The authors admit that their study has limitations. For example, the participants were predominantly male veterans from a single hospital, and the study was retrospective. However, the results are consistent with the findings of other trials that show that tight control of glucose is the best way to optimize the health of patients with diabetes in multiple settings.

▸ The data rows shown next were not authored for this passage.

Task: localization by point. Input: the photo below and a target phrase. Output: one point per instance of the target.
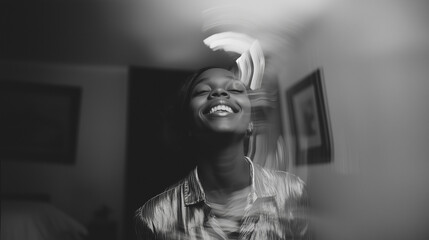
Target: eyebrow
(205, 78)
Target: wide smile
(221, 108)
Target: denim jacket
(276, 209)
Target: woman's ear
(249, 130)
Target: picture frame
(309, 120)
(39, 122)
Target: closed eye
(236, 90)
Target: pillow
(37, 221)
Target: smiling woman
(226, 196)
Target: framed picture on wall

The number of patients with diabetes in primary care practices continues to rise. If these patients have uncontrolled blood glucose levels before and after surgery, the multidrug regimens needed to reduce these levels may affect anticoagulation, eventuate in hypoglycemia, and increase the length of hospital stays. But if glycemic levels are controlled, the risk of postoperative infection--and the length of hospital stays--decreases. Thus, primary care remains essential if the medical system is to provide high-quality, safe, and economical care.


REFERENCE:1. Dronge AS, Perkal MF, Kancir S, et al. Long-term glycemic control and postoperativeinfectious complications. Arch Surg. 2006;141:375-380.